After completing graduate school, Eric was as an exploration geologist based in Reno, Nevada, working in Carlin-type, porphyry-related, and low-sulfidation epithermal gold systems, first for Chevron Resources and then for WestGold, each of which left the mineral exploration business. Eric joined Magma Copper Company in 1991 and moved to Ely, Nevada, to become Chief Mine Geologist for Magma on the Robinson project, first while it was still an operating gold mine and later as it became a copper development project. It was in 1991 that his obsession began to accomplish a 3-D structural reconstruction of Robinson. Prior to opening of the new Cu-(Mo-Au) mine at Robinson, Eric started traveling overseas for Magma evaluating exploration and development opportunities and in 1995 was transferred to Tucson to become Chief Geologist of Magma Copper Company. In his year in that position, he helped lead growth of their exploration program, including expansion of efforts in Mexico and Chile and initiation of programs in the Southwestern United States and in Mongolia. Magma was purchased by Melbourne-based BHP in January 1996, and Eric wound up in the Growth and Technology Group of BHP Copper that which was based in San Francisco, but he succeeded in remaining in Tucson. As Vice President Mineral Resources for BHP Copper, he had responsibilities in coordinating ore reserve reporting across BHP Copper, in being BHP Copper’s liaison to BHP’s global greenfields exploration group, in overseeing brownfields exploration at several sites, and as project manager for the scoping stage of the Magma Porphyry (now Resolution) project near Superior, Arizona. Eric chose to leave BHP in late 1999, after which he and two partners operated a failed entrepreneurial venture to build a new producing copper company from scratch.

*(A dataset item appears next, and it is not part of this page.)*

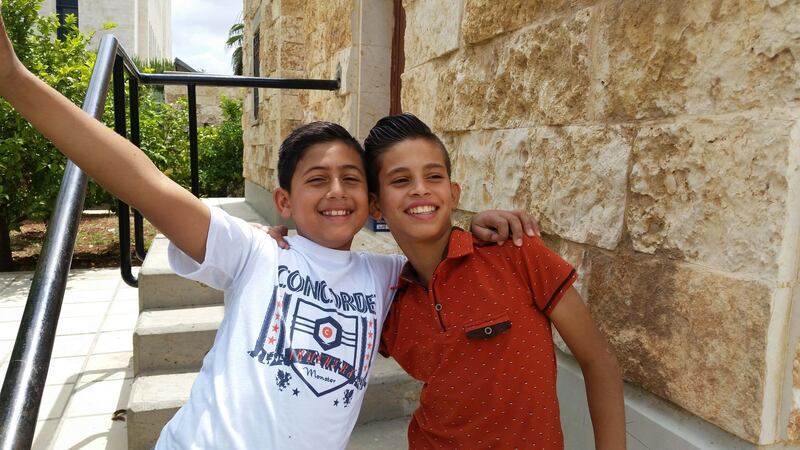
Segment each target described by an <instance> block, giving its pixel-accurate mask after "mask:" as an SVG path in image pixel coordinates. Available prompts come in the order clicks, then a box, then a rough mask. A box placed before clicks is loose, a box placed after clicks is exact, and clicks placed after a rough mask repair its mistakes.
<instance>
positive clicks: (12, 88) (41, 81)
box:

Eric became a faculty member in the Geosciences Department, University of Arizona, in January 2002 as the first holder of the Lowell Chair in Economic Geology. He leads a post-graduate education and training program for geologists in the minerals industry and has students in conventional MS and PhD programs and in the Professional Science Masters in Economic Geology program. His principal research interests are in porphyry-related deposits, extensional tectonics, and hydrothermal alteration-mineralization processes.

Eric has been active in the Society of Economic Geologists and is a past President of both the Arizona Geological Society and the Geological Society of Nevada.